When connecting to the chassis rail is there a typical spot gm would use to ground or should I just drill a new hole? (or is it sufficient to be lazy and run a self tapper?)
3 midterms next week so I probably should defer making any changes until next thurs-friday.
I just couldn't let this go.
So I made a 1/0 to go from battery 2 to chassis. Not fixed.
Made a 1/0 to go from battery 1 to chassis. Not fixed.
Then when I was ready to throw in the towel I went to check the alternator 1/0 connection at battery 1 and found that it was secure but the damn terminal screw was only tightened lightly by hand.
1.5 turn with a wrench and problem solved.
I think it's safe to say the headlight WAS related!
"Did you check if it's plugged in?"
Last edited by mrwesth; 02-15-2013 at 09:58 PM.
A self tapper for a main chassis/body ground? No! Whilst maybe ok for some loads, as a main GND they can not be relied upon.
My heavy grounds are usually 8mm bolts into captive (welded) chassis or body nuts, and that's for mere tens of Amps loads.
I use a 12mm or 14mm bolt into the engine block for the GNDs to chassis and battery.
I don't know what's available on GMs, but surely they'd have a good point somewhere. I have used engine mount points (chassis side) and cross-member bolts etc. I'd consider using suspension points - eg, swaybar body brackets.
I strongly disagree with some of the things Oldspark says at times and I don't think him and I will ever come to agreement on some items.

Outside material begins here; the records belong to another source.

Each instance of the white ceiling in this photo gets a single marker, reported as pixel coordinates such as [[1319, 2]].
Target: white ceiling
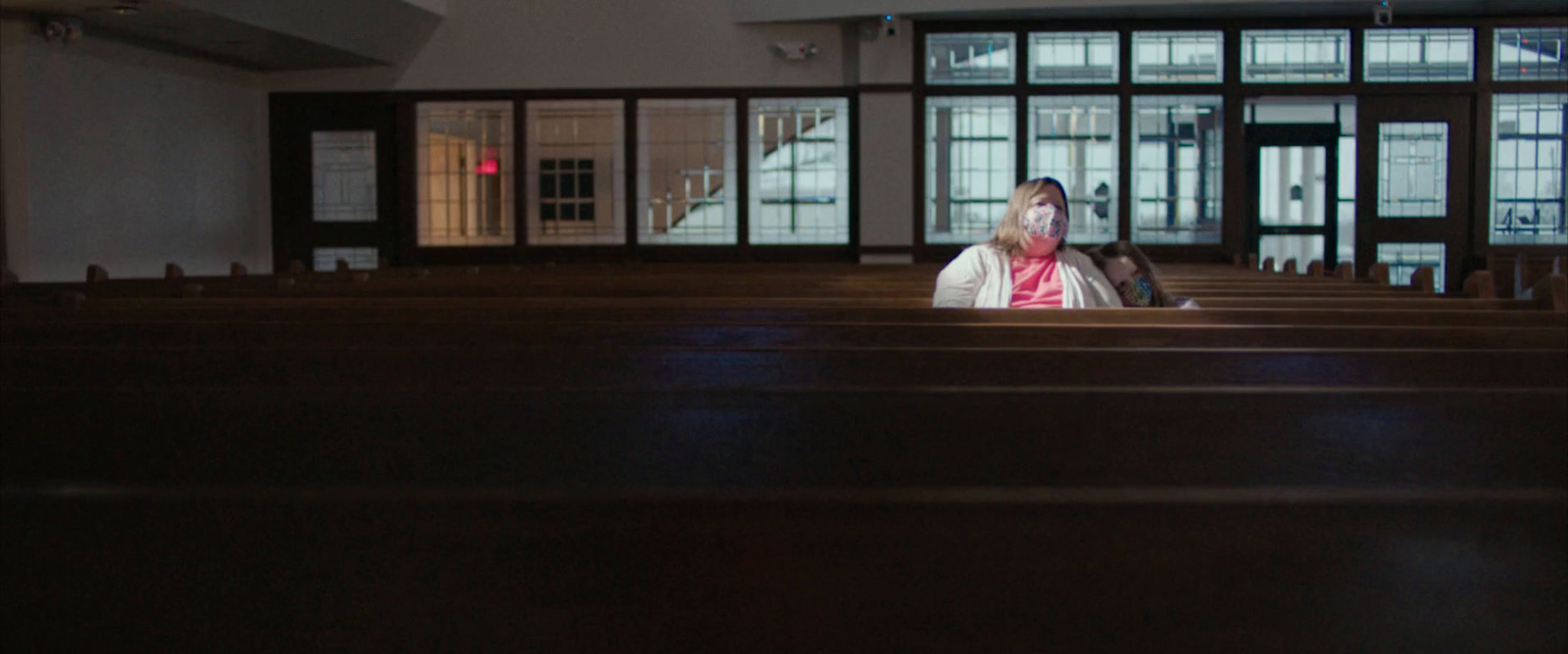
[[273, 34]]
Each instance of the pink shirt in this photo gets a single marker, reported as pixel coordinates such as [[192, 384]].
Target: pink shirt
[[1037, 282]]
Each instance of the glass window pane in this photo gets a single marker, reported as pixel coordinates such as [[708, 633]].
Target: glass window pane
[[1073, 138], [1176, 168], [1413, 170], [1296, 55], [686, 173], [1419, 55], [344, 176], [969, 167], [1074, 58], [1403, 259], [1529, 54], [800, 170], [463, 173], [564, 140], [1291, 182], [1303, 248], [969, 58], [1528, 149], [1178, 57]]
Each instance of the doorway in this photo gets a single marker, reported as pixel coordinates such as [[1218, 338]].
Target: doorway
[[1294, 176]]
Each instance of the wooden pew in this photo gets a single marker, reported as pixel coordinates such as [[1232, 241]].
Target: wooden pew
[[545, 366], [637, 470], [776, 334]]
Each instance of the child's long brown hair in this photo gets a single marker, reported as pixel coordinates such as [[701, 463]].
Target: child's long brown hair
[[1121, 248]]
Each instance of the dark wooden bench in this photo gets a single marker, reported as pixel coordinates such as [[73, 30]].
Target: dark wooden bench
[[616, 473], [279, 331]]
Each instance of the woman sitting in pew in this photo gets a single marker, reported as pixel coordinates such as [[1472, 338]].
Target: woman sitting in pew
[[1026, 264], [1133, 275]]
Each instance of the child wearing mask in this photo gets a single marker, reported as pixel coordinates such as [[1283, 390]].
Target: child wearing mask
[[1133, 275], [1026, 264]]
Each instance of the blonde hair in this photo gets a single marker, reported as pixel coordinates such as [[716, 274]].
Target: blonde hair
[[1010, 235]]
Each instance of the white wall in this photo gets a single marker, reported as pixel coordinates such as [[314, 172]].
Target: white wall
[[506, 44], [833, 10], [888, 162], [129, 159]]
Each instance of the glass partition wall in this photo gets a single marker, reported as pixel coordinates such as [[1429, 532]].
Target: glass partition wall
[[1147, 126]]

But as far as this stuff is concerned.. I said it before.. You can never have too big of a wire...
As he said, NEVER use self tappers as a ground point... you ALWAYS want to use a bolt to make a solid connection. You also want to make sure you use a star washer between the car body and the connector you attach to your wire. This washer will bite into both the connector and the car body to make the best connection. No paint on the car body where you attach it. (You can always paint over the whole piece when your done if you are worried about corrosion but make sure the original connection is solid first.)
When looking for grounding locations and you are not running the wire all the way to the battery you will want to connect to the frame wherever possible.
If you are hooking to the sheet metal of your car you will want to ensure that the sheet metal has a solid connection to the frame (Or subframe in a unibody car.) The issue is if the sheet metal you are using as a ground only has limited connections and is spot welded in places then you do not have a good ground path and can have different ground potentials. Differing ground potentials is very bad because that means you have the possibility of different voltages being seen in your system. In the best cases this can be seen as noise, hum or other annoyances. Worst cases can be equipment failure or possibly fires when things are not properly fused.